But the fact remains that somewhere, in our healing process, Divine Love came walking in, cleaned up a few odds and ends, and simply sat down in our living rooms to watch TV. Many times, it happens at points where it doesn’t feel like any sort of “healing” at all. We generally don’t get the luxury of “instant healing” that we see Jesus doing in Luke, but we do often get the moment of “instant recognition” of where Divine Love snuck in on her little cat feet and healed us.

That’s the other magical thing about the way Divine Love heals. She doesn’t do a hit and run. She remains in the house as our family member, so long as we simply acknowledge her presence and thank her for helping around the house.

Have you ever noticed one of the first places Divine Love walks in, is often at the time we are least capable of consciously manipulating the system–our sleeping habits? When we hurt, whether it’s psychological or physical, we don’t sleep in our normal patterns. We may not sleep as soundly, or we wake up at odd times. We have trouble falling asleep or back to sleep. Our dream life becomes weird or scary, or just plain shuts down and we become “dream impacted” with sleep becoming a glimpse of the darkness of a death without God.

But often, before we even recognize our own moments of healing, something starts happening in our sleep life. To borrow from the opening two verses of Psalm 126, we become “like those who dream,” and our waking mouth becomes filled with laughter, and our tongues become more joyful. Things that had stopped being funny are funny again. Something that normally might not scratch our funny bone suddenly becomes so comical we can’t stop laughing.
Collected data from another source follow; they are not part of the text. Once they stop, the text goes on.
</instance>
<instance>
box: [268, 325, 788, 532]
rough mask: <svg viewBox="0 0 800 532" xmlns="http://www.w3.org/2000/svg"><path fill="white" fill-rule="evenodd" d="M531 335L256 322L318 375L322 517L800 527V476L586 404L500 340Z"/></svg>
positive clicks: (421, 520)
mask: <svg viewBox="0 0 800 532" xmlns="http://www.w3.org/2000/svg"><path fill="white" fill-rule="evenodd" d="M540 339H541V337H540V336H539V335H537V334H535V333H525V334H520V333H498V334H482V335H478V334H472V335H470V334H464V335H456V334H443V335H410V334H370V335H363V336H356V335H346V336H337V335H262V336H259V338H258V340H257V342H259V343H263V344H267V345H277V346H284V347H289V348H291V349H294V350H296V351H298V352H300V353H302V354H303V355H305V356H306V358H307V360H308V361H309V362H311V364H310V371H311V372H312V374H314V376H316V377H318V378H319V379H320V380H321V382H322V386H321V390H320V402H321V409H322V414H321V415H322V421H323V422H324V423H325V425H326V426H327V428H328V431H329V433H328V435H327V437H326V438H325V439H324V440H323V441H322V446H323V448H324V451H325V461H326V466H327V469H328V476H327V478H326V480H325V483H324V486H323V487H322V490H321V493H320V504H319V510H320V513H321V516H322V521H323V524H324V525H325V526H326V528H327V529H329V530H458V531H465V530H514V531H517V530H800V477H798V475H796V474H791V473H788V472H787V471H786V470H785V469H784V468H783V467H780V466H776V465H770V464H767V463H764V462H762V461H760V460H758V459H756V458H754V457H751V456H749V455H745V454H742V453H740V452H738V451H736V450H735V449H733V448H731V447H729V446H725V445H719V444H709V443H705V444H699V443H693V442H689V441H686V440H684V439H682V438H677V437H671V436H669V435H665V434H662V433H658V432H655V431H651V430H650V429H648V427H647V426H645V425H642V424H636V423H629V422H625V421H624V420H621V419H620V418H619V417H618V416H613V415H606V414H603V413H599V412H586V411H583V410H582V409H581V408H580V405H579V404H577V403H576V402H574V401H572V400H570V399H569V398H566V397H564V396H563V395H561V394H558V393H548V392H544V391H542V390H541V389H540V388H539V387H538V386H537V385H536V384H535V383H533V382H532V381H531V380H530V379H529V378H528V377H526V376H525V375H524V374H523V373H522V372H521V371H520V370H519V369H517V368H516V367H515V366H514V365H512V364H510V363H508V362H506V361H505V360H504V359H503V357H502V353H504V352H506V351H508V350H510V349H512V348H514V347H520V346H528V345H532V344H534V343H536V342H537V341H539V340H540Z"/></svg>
These moments of joy and laughter are reflexive–we are not trying to be happy or make ourselves laugh. But it all was preceded by the ability to dream again, and the ability to daydream.

What I invite you to do in the beginning of Year C in the Lectionary is to simply hear the Gospel stories in Luke with an ear to the healing within them. Take whatever has been damaged over Years A and B, and simply lay it on the altar and let the healing stories of Luke marinate them. Just be sure to notice when Divine Love comes walkin’ in.